EDITORIAL
Can Obama find Republican for Commerce here?
Monday, February 16, 2009
Needed, one U.S. Commerce secretary, preferably Republican.
Let's see.
How about George Voinovich? He's not quite as conservative as Judd Gregg, the New Hampshire Republican who decided that he's too conservative for the Obama administration.
Sen. Voinovich knows a lot of about Commerce Department issues. In withdrawing, Sen. Gregg cited the pending 2010 Census as an issue dividing him and the White House. The Census is perhaps Commerce's biggest job. Democrats worry about minorities being undercounted; the Obama White House said it wanted to have the Census director report to it, as well as the Commerce secretary.
As a former mayor of Cleveland, Sen. Voinovich is fully aware, not only of the difficulties of taking a census in a distrustful urban environment, but of the price a city and state pay for being undercounted. And yet he wouldn't be likely to lie down prostrate in front of Democratic interest groups.
Is he too old? Sen. Voinovich is only six weeks older than Sen. John McCain.
There would be downsides, of course. It's been decades since George Voinovich has worked for anybody else. He prides himself on his independence. The whole thing might not work.
How about Bob Taft? He'd be a better pick if he hadn't ended his governorship with such bad poll numbers, and if he hadn't gotten in legal trouble. But in the 2006 election to succeed him, he was treated better by Democrat Ted Strickland than by Republican Kenneth Blackwell. He's taken so many lumps from the most conservative Republicans that he'd surely have fewer qualms than Sen. Gregg about crossing the Republicans.
OK, there'd be problems with either pick. But thinking about them sheds light on this whole bipartisanship thing. Specifically, pondering only the big-name Republicans in only one state suggests that finding a Republican is a difficult task, but probably not impossible.

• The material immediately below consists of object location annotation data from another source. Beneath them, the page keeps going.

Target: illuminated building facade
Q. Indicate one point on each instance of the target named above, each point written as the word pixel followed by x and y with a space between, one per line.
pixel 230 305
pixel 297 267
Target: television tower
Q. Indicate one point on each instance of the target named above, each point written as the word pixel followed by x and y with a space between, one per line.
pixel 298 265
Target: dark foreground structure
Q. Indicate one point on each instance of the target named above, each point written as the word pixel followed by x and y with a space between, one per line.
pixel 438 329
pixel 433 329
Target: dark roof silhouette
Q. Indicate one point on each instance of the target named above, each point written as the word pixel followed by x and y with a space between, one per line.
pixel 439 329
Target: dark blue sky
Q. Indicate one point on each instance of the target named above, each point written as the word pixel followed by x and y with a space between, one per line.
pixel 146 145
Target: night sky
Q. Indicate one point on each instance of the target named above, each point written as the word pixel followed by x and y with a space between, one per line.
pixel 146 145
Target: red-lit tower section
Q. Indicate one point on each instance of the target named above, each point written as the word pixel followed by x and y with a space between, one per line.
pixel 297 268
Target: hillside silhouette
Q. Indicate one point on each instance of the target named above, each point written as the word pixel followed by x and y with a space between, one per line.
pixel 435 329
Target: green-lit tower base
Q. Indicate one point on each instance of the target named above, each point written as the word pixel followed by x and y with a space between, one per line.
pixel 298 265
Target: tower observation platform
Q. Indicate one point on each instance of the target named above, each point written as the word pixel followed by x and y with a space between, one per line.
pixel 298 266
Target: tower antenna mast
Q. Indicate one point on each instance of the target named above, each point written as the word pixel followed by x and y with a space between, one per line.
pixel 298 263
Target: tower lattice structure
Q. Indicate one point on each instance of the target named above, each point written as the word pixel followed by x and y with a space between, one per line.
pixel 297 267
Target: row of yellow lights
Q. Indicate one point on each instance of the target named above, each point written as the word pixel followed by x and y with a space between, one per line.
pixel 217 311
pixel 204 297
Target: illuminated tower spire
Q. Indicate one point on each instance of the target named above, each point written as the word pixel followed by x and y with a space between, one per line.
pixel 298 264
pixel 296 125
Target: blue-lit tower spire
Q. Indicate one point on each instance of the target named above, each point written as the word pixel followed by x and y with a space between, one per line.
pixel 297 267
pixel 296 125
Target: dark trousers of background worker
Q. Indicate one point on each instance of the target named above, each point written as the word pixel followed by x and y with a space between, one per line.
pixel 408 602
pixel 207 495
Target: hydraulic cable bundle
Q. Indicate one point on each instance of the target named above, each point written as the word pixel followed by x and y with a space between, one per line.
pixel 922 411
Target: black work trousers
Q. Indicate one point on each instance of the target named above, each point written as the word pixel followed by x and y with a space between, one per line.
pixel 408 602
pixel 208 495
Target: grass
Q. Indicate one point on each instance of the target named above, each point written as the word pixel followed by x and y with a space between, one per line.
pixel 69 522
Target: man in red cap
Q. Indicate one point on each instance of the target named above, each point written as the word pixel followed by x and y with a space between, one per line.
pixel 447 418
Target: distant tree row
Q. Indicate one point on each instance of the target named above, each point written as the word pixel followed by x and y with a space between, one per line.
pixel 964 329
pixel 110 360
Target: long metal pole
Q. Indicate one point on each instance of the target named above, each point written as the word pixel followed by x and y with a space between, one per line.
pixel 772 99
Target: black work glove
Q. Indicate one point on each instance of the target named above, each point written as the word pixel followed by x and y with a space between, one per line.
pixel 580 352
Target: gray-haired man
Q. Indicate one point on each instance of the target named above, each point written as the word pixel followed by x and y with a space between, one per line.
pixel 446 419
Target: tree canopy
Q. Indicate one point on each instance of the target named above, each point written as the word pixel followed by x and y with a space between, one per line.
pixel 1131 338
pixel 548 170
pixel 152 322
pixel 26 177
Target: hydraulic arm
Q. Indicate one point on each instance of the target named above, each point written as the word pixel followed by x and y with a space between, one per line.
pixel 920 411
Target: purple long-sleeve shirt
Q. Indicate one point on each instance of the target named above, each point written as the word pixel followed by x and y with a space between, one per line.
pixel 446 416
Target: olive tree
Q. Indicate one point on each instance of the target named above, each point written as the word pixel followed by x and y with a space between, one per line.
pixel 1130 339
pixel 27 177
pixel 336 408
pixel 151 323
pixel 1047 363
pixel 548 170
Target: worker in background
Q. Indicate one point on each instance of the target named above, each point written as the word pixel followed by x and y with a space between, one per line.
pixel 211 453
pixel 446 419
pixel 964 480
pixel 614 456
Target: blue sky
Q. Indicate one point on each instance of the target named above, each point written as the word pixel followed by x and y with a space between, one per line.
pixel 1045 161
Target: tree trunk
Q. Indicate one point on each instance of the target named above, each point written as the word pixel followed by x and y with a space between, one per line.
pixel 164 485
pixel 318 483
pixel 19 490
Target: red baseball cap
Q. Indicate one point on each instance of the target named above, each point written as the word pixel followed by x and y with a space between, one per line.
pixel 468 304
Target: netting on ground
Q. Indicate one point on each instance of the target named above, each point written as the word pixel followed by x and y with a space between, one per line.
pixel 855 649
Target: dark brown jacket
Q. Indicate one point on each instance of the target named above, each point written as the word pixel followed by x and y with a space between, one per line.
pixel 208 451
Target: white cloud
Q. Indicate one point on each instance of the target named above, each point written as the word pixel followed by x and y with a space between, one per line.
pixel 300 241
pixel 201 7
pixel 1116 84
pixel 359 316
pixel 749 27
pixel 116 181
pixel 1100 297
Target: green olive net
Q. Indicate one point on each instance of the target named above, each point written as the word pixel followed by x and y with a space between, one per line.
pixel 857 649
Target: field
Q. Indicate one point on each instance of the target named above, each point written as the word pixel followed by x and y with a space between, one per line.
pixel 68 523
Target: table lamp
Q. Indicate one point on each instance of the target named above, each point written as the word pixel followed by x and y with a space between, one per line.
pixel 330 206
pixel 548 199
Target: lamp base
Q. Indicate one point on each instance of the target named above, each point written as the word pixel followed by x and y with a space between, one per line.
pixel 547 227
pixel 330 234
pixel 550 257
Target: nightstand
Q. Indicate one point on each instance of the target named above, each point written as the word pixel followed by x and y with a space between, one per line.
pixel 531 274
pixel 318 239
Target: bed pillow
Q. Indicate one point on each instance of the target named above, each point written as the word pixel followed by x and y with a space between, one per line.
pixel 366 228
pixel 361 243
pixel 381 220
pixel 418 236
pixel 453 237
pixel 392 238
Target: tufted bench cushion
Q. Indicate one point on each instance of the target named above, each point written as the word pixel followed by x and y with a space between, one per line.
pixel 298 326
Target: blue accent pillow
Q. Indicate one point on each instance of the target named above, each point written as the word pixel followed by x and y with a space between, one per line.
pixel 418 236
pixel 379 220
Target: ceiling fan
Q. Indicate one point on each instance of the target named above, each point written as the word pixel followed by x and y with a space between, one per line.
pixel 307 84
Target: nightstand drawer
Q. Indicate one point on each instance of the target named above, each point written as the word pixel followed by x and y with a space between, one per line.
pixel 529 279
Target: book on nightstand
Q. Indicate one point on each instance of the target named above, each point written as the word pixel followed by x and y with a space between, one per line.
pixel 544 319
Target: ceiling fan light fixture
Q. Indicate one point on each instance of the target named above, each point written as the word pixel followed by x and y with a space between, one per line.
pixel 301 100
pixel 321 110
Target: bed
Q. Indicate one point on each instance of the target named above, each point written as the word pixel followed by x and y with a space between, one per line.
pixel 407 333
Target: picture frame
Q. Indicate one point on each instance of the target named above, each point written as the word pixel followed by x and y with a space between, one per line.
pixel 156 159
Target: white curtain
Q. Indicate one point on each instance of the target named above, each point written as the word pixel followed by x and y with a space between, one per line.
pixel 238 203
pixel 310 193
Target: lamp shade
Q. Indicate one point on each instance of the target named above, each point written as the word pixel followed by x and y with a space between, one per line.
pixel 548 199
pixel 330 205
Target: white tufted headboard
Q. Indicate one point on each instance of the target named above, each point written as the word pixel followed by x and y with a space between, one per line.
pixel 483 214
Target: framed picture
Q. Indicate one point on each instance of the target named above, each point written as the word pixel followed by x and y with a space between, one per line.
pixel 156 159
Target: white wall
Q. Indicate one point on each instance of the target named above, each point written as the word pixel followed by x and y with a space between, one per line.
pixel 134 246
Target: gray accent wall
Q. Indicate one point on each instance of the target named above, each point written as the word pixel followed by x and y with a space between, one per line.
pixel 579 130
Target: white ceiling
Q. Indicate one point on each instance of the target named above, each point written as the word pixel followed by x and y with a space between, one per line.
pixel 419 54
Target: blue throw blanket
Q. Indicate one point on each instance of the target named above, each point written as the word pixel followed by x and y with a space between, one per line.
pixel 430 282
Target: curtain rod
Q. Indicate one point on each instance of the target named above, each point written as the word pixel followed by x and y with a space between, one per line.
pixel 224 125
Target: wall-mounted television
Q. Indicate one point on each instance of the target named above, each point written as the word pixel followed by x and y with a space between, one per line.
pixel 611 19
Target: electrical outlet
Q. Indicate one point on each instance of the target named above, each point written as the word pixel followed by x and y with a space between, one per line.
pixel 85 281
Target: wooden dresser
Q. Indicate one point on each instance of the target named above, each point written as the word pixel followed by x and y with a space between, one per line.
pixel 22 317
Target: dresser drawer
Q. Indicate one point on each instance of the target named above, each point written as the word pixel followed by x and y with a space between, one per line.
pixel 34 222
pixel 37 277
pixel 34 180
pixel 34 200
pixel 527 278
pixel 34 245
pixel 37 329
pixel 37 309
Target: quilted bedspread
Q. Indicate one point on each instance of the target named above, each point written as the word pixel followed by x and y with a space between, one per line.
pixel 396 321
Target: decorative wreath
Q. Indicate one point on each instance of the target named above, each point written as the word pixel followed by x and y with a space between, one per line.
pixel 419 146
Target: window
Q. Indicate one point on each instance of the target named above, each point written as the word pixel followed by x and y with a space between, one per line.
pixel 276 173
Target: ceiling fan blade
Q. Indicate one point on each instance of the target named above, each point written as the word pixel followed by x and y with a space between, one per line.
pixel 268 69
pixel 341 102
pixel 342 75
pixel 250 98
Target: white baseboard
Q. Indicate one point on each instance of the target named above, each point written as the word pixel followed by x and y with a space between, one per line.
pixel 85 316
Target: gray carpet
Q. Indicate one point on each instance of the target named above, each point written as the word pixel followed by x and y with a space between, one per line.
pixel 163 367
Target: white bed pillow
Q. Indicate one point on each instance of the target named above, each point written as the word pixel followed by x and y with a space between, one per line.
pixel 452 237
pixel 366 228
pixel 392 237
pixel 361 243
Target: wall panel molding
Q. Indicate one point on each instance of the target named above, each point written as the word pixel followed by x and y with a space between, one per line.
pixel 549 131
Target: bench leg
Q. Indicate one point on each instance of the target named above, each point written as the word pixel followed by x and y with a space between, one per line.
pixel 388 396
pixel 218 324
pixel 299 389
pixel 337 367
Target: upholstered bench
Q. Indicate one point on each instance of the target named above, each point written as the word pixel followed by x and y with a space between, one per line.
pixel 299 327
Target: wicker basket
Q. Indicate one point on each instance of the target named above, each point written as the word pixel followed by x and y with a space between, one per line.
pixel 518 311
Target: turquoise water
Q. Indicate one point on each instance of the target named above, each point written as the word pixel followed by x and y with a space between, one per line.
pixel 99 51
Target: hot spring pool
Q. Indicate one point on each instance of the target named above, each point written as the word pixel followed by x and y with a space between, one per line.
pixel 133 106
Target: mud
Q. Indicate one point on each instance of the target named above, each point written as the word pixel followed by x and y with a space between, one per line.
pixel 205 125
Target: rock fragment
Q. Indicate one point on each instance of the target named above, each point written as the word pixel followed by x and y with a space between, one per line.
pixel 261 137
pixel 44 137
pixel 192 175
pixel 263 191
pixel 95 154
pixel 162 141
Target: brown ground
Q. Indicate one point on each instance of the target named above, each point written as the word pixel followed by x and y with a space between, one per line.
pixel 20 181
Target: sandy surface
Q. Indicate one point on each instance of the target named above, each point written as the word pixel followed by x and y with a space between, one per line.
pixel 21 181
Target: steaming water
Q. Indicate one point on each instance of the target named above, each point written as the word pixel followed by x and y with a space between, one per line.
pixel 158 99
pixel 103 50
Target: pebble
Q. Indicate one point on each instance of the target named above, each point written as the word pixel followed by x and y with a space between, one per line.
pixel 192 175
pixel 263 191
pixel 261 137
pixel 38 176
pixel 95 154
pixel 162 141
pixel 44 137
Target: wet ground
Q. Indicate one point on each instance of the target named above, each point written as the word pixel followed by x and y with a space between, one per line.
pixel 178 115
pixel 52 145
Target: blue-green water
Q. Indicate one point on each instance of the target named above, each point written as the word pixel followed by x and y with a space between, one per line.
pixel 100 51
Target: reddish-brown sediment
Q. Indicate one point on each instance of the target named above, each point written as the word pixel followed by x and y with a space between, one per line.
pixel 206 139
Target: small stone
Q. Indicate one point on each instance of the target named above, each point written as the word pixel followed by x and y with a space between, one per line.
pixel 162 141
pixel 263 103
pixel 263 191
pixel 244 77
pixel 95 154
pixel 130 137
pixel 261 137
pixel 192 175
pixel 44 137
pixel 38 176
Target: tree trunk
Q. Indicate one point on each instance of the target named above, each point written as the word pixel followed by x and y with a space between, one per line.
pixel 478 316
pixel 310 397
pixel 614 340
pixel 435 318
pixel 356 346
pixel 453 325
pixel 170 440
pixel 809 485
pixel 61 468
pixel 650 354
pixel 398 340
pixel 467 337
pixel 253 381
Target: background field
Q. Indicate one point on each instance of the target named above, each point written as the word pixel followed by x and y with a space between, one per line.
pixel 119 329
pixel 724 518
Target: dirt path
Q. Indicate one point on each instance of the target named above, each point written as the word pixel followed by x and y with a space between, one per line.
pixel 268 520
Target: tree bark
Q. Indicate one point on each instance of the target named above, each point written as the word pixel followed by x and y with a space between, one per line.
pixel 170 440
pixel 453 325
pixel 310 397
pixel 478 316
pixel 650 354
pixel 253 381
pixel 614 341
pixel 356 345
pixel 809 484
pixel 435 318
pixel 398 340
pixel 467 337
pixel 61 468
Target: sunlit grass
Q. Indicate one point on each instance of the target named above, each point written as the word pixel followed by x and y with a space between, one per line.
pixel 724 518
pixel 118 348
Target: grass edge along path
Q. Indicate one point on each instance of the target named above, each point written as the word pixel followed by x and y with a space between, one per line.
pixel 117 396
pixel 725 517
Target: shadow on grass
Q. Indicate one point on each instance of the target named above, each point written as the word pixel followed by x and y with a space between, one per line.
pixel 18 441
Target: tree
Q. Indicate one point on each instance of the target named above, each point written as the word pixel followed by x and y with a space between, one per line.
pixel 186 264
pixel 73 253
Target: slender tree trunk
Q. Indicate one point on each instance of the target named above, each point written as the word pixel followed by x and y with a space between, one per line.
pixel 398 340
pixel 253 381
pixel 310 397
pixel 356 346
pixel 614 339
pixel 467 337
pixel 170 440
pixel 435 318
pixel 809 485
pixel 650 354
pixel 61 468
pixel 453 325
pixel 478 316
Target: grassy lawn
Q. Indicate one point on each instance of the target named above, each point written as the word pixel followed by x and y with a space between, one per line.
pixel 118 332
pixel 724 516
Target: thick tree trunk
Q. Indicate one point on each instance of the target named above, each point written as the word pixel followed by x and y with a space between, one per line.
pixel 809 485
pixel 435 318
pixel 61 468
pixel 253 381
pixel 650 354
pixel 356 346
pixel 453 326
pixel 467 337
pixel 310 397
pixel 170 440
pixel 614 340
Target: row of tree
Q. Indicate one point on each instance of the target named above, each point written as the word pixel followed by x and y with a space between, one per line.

Sen. Gregg might have been a bridge too far. President Barack Obama is right to hold open the possibility of reaching accommodation with conservatives like him on a fair number of issues. But working together on a day-to-day basis?
President Obama has taken flak from Democrats for coddling the Republicans too much. But he should keep trying, just for his own political well-being. He has to overcome the political damage done by the stimulus package.
Typically, when one party's centerpiece thrust has the other completely up in arms and united, there's trouble ahead. Think of President Bill Clinton pushing universal health care against united Republican opposition. He not only failed to get it enacted, he experienced a political calamity in the next election, 1994.
Think about President
George W. Bush promoting the partial privatization of Social Security after his second election. Democrats got so much traction that he was never the same again. He, too, had a calamitous next election.
Or think about the time in the early 1980s when newly elected Democratic Gov. Richard Celeste rammed a tax increase through the Ohio Legislature. The Republicans took over the state Senate in 1984 and have never lost it since.
Some Democrats and Republican think the lesson is don't raise taxes. But it's really don't take your legislative majorities as proof that the public is locked into your view of the world.
The president had to push the stimulus, even without the Republicans, because his first need was to establish himself as an activist president who does not dither in handling the country's most urgent problems. But if hyperpartisanship continues to prevail, he's got a problem.